Anora is an All-American tale of a Russian New Yorker who gets caught up in a wild romance with a spoiled Russian brat or blyat, I don’t know I heard blyat nonstop in the film, and then has to navigate a high stress night with Russian and Armenian mobsters. It’s not really relatable. It’s not All-American. It’s hard to see what this could push for the industry.
At the heart of it, the problem is Ani is deeply unlikeable. She is not the hooker with a heart of gold character that Hollywood recycles, which was a nice creative choice, but she was not the shrewd, street smart type that is found in strip clubs across America. Ani starts off sharp, realizing the cashcow she found to milk, negotiating for a higher weekly rate when Vanya makes an offer. She then changes from a guarded, observant stripper/escort to a naive dope who thought she could possibly talk herself into a rich family with a good first impression. Baker missed a chance at a nice symmetry by not having Ani try to negotiate a higher payoff from Toros when she has him by the balls when he offers $10,000 for an easy annulment. A street smart hooker would know the play while tied up by Russian thugs who want just one thing from her that they desperately need her agreement to get.
A slightly more sympathetic or more consistent lead would go a long way. Mikey Madison, rewarded with an Oscar for her acting, puts on a good performance, but doesn’t really generate any audience concern or care for how her character’s arc will end. After a while, you stop caring how it ends because you know how it will, just not every step. By the time “All The Things She Said” plays and Vanya shows up your first thought is “finally, they will find this asshole and end this film” and your second thought is “no way is a Manhattan strip club playing an obscure one hit wonder from twenty-five years ago.” By the time the final scene rolls around, you might even hope Igor kills her as some final order from the oligarchs, but Ani mounts Igor because she is an empty husk who knows no other way to express thanks or appreciation than sex.

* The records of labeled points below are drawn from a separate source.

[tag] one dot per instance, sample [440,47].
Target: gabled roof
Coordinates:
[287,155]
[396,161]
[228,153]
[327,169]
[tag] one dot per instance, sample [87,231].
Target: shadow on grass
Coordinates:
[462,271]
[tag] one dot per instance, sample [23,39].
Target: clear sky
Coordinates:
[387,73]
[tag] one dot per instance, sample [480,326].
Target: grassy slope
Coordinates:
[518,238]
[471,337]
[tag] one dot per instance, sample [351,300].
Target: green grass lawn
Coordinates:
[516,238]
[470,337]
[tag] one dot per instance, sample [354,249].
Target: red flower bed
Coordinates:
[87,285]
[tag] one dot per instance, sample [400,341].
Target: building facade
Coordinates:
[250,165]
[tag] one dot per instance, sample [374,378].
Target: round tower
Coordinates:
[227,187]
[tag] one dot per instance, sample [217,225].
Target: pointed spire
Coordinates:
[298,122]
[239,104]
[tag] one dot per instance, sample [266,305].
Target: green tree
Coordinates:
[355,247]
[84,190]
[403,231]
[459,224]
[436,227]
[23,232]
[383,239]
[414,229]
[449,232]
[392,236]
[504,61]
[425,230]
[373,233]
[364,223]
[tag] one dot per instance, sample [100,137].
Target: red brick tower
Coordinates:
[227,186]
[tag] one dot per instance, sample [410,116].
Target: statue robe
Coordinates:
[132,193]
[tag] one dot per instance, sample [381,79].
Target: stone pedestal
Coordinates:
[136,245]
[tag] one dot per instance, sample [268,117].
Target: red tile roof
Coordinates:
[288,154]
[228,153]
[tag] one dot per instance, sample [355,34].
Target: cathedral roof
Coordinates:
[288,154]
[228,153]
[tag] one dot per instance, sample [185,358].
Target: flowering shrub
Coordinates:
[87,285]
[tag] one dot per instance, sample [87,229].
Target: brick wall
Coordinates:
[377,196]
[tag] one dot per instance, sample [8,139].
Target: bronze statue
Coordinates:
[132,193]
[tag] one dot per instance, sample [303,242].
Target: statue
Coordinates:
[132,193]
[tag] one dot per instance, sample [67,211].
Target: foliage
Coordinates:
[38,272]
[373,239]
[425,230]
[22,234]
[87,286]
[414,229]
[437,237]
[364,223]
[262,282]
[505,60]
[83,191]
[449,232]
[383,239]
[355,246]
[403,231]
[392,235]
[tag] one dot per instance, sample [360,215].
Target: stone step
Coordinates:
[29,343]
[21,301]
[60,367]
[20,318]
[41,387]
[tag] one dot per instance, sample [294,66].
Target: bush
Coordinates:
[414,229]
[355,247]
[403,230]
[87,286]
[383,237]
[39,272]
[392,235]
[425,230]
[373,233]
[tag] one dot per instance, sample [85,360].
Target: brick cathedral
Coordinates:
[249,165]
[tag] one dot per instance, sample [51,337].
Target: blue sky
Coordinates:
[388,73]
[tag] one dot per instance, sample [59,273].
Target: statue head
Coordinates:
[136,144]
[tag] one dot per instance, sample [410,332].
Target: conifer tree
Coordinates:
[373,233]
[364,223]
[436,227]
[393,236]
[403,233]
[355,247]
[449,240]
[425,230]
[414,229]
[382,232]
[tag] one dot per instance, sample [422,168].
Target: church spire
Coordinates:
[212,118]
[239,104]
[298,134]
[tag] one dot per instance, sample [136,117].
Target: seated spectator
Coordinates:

She is an annoying stripper from scene one to the final shot.
A couple good things could come from this film’s success. Anora earns its R rating with actual sex scenes. They range from mechanical to more romantic and normal couple’s sex. This was once a norm for drama films to include sex with some emotion. We can have that back. The other thing would be the industry taking chances on those low and lower-mid budget films that used to populate the holiday season as Oscar bait but have disappeared in recent years due to profitability concerns. No one buys DVDs anymore, but Anora topped Amazon’s top ten after the Oscars.
These films need to be made. Chances need to be taken. Not many of the last decade’s Oscar winners have memorable moments, but to Anora’s credit the search for Vanya through the nooks and crannies of the city is a great sequence. Hollywood is struggling, but we need less spandex CGI slop and more $10 million dollar rolls of the dice that tell an actual story and leave us with some scene we will never forget.
The Oscars used to be the greatest trade show on Earth.
Perhaps if actually making money on entertainment once more becomes a requirement it will become so again.
"“All The Things She Said” plays and Vanya shows up your first thought is “finally, they will find this asshole and end this film” and your second thought is “no way is a Manhattan strip club playing an obscure one hit wonder from twenty-five years ago.” "
Uhhh, I wouldn't say it's obscure. tA.T.u., the group who did the song, is a Russian group, quite famous throughout the world. More than likely that song was used to keep with the theme of Russians and Russian stuff.
I don't know what your comment or critique about the movie not being All-American was supposed to invoke, if anything.